# Problem 7 (Catalan Algebras)

I’m working on problem 7, and I must be doing something wrong, because when I try to work out some low dimensional examples, I don’t get catalan numbers.  Takning $n=1$, we get the empty set, (a zero dimensional basis, while $C_1=1$,) and for $n=2$ we get the basis $\{e_1\}$.  But as far as I reason, $n=3$ gives $\{e_1, e_2, e_1e_2\}$, $(e_2e_1=e_1e_2)$.  For $n=4$ we get $\{e_1, e_2, e_3, e_1e_2, e_1e_3, e_2e_1, e_2e_3, e_3e_2, e_1e_2e_3, e_1e_3e_2, e_2e_1e_3, e_3e_2e_1, e_3e_2e_3, \ldots\}$.  This may not be an exhaustive list, but it I don’t think it contains any equivalent elements, and it certainly has more than 5 elements.  If anyone has looked at this problem and wants to give me some advice, I’d appreciate it.  Thanks,

-Zach

1. Michael J

Be careful about the relations. The relation \$e_i e_j = e_j e_i\$ only applies if \$i\$ and \$j\$ differ by more than one place. If they are one place apart, then you have to use the third line. So for \$n=2\$, you have \$e_1^2 = e_1, e_2^2 = 2, e_1 e_2 e_1 = q e_1, e_2 e_1 e_2 = q e_2\$. You should now be able to find a basis here with \$C_3 = 5\$ elements. Hope that gets you back on track. 🙂

2. I think I was pretty careful about this, but let’s double check for $n=3$. The third Catalan number is 5. Using the notation 1, 2, for our basis elements, and just listing all possible combinations of one or two elements, we have, before relations are applied,

1, 2, 11, 12, 21, 22

Our second relation does not apply, since all elements have adjacent indices, so using rule 1, we eliminate 11 and 22, so our list becomes

1, 2, 12, 21 (so yes, I made an error earlier by eliminating 21.)

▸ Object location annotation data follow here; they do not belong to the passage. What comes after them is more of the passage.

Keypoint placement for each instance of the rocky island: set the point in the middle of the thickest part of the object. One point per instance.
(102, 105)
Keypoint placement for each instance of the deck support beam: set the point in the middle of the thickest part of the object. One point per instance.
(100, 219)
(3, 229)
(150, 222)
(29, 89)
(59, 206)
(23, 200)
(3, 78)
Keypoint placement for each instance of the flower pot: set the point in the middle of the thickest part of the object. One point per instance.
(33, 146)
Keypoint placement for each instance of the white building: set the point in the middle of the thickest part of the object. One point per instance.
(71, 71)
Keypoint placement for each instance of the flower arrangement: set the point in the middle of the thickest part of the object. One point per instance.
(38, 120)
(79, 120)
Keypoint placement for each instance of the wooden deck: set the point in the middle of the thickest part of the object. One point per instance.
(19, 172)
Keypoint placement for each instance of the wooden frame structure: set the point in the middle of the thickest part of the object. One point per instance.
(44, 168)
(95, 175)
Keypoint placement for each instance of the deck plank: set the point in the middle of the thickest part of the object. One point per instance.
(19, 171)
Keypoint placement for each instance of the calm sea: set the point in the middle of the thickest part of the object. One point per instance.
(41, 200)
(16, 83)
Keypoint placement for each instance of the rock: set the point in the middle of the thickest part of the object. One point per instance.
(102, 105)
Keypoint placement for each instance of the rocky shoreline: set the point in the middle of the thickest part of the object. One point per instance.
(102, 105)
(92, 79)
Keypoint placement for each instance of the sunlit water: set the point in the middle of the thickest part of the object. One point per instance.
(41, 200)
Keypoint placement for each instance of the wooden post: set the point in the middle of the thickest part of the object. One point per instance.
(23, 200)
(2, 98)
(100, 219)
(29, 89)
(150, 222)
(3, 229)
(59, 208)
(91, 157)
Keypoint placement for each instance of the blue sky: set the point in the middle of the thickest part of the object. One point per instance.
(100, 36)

Now, as for any possibility of a three element string, the only cases are of the form 1xx and 2xx. If I start a string 1xx, then if I extend to 11x, rule 1 reduces me to the two element string 1x, so I must extend as 12x. Now, if I complete the string 122, rule 1 again reduces this to a two element string, so I complete as 121, which becomes q1 by rule 3. Since q is non-zero in the field, the span of q1 is not distinct from the span of 1. The string beginning 2xx is symmetric. So our basis in the $n=3$ case is

1, 2, 12, 21

Still, we don’t have 5 basis elements.

3. Karen Walters

Don’t we have to have a “1” Isn’t that what A1 and A2 are?

4. Brian Cruz

Ditto what karen says. The case of $A_4$ which has three generators has the following 14 basis vectors:

one
1, 2, 3, 21, 32, 321
12, 23, 13, 132, 213, 2132
123

5. @Karen
When you say “1”, do you mean $e_1$ or a multiplicative unit? If we include the unit as a basis element, doesn’t that throw off Brian’s count for $A_4$?

6. Duquec

The object you are dealing with is called a Temperley-Lieb algebra.

Since I was also confused as to how to get the right number of basis elements, I decided to look up this algebra. I haven’t found anything yet.

7. So how do you guys solved it? Here in Bogotá we managed to write a bijection with dyck paths. What did you try?